On another note, it’s officially been six months since I committed myself to a fast fashion fast and I can now say that my closet has never been so… clean. I’ve been phasing fast fashion out of my closet for a while now, so it wasn’t difficult by any means to unsubscribe from Zara’s e-mail list and cease window shopping every time I popped into a mall. But what has surprised me the most since the start of my #fastfashionfast is just how ubiquitous fast fashion is. It’s no wonder that the fast fashion industry is booming. But as we all know, this boom can’t be good for anyone or anything (need I mention more about all the pollution, overconsumption, and ethical injustices caused by the fast fashion industry?).
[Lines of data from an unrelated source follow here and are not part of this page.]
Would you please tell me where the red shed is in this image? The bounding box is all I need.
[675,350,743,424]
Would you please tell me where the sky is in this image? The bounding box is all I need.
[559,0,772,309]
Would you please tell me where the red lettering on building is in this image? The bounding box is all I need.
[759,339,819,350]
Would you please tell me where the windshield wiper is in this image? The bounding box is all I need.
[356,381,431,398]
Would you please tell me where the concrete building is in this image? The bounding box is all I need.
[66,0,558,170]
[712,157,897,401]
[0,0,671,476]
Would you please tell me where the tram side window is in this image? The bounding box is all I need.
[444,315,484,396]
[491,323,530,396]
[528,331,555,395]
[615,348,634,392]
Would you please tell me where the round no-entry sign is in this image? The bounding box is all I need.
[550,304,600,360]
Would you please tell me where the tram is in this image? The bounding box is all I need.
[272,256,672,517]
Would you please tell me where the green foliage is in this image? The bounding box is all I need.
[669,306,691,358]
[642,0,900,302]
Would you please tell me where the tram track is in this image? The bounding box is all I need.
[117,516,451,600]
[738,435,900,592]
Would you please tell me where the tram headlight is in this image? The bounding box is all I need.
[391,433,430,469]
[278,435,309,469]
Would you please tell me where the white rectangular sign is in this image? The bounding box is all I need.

So how much longer will we be able to tell ourselves that buying a $7 t-shirt is okay? Or that a good reason to buy a dress is because it’s on sale? Or that we need a pair of shoes because it’s trendy? How much longer will it take until we realize that our clothes AREN’T disposable? When it’s too late? Well, I sure hope not, because the next generation deserves far better than a dying world. And you know, I truly believe that we can all make a difference just by changing the way we shop. So for the sake of the earth and the people who make our clothes, try challenging yourself to a #fastfashionfast 🙂

WRAY jacket, Kordal Knitwear cardigan, Open House earrings, ℅‎ Miista boots, Acne Studios jeans, vintage bag


  • I adore your outfit especially the unexpected boots. I’ve been obsessed with fashion all my life and only recently discovered the faults behind the industry. I like the fastfashionfast idea. I’ve been shopping secondhand for four years now to save money, and I’m going to continue so I don’t have to support fast fashion. I’ve slipped over the years on trendy pieces, but this year I want to avoid that.